Her trans parent is a caricature, a Jackie O-inspired transvestite with visible stubble. The characters move through a Daliesque world where they drink from glasses filled with pebbles and clocks serve as plates.
It's all surreal and stylized. Even the violence in the film is metaphorical: a spinning dollhouse topples , the child smashes photographs and tears the limbs off dolls.
Compared to the other videos in the program, Dent doesn't stand out.
First Down, a short that addresses gay-bashing, is far more chilling in its violence. Natasha Pike's Untitled offers far more insight into gender fluidity. If not for the controversy, Davidson's piece might go unnoticed.
The problem? The casting of a biological man in drag as the transsexual parent, which, to some in the trans community, sadly conflates the concepts of transvestism and transsexuality.
Reena Katz and Aleesa Cohene, two women protesting the film, argue that Davidson casts the issue of trans parenting in a negative light.
Another issue is that Davidson isn't herself queer-identified. Since the Queer Youth Digital Video Project ostensibly aims to give LGBT youth a means to express themselves, this has caused a ruckus within the queer community.
Janis Purdy, a member of the Fruit Loopz programming committee, says questions about the film came up at the final meeting before the event.
"Some people said we had to ban it because it was dangerous," she says.
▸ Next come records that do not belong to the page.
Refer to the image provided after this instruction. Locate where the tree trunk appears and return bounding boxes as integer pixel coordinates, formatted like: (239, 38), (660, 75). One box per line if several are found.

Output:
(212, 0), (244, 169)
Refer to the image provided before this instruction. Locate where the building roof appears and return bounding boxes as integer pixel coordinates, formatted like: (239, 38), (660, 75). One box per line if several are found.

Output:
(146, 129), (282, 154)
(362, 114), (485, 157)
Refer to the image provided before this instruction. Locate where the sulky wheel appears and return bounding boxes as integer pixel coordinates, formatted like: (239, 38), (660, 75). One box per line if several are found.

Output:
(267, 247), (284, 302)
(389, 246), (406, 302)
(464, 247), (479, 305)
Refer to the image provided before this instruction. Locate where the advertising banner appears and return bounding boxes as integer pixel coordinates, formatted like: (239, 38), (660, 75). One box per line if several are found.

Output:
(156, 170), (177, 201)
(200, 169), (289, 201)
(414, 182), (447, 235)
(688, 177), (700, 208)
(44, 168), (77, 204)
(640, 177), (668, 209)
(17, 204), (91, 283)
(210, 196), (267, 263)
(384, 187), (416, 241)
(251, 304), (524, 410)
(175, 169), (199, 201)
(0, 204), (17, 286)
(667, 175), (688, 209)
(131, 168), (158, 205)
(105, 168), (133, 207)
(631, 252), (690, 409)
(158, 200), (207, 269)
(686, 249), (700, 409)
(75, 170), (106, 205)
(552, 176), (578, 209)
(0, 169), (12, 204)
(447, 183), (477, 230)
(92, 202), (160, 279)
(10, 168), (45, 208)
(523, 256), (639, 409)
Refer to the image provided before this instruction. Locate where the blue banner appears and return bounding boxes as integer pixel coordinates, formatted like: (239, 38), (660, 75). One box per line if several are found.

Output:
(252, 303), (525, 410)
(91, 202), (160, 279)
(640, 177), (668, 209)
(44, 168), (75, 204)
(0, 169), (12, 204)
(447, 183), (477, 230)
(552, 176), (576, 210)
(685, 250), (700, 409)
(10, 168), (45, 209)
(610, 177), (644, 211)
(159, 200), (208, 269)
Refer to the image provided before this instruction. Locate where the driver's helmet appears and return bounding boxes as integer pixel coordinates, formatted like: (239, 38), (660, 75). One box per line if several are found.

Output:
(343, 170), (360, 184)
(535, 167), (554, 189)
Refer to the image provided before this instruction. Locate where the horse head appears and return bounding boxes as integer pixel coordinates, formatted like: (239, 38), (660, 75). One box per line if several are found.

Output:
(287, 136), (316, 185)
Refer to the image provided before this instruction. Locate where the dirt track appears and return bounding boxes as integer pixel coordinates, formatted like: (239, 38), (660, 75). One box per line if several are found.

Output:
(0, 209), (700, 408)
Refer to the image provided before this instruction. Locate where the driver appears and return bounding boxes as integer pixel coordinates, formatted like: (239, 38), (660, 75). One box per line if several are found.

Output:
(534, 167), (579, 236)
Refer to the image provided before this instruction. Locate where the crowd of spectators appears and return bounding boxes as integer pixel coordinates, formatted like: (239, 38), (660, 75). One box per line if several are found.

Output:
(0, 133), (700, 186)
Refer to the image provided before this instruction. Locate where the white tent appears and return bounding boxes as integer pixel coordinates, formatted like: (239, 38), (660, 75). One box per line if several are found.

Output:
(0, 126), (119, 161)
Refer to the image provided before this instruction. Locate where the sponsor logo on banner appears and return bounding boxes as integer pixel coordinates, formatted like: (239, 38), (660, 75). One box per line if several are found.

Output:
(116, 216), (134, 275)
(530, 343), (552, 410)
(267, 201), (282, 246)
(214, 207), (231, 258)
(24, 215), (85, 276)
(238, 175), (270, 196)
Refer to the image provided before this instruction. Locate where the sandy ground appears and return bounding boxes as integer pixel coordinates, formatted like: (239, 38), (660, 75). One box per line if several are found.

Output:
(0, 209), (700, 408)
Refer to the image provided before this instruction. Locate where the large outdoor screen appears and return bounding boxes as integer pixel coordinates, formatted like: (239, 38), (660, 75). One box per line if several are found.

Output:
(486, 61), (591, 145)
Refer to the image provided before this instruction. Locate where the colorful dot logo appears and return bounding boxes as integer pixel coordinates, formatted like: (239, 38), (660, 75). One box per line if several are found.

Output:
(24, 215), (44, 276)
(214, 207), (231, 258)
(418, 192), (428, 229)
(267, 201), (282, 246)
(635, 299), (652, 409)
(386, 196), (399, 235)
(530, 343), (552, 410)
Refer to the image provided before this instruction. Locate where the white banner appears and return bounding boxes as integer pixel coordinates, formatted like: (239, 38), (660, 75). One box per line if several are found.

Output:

But ultimately the decision was made to show it.
"The committee felt that it was uncomfortable for us on a number of levels, given that the theme was Uncensored, and that as a youth advocacy organization we'd be going against our principles by preventing a youth from having her voice heard," says Purdy.
Davidson was not available for comment. Word has it that the backlash was part of her impetus for returning to the Yukon.
At her film's screening at the Inside Out festival earlier this year, Davidson issued a statement explaining that the film was her way of "dealing with the strong emotional overload."
Fruit Loopz organizers had promised to hold a community forum after the screening but cancelled it due to logistical problems. They had to vacate Tallulah's Cabaret by 6 pm.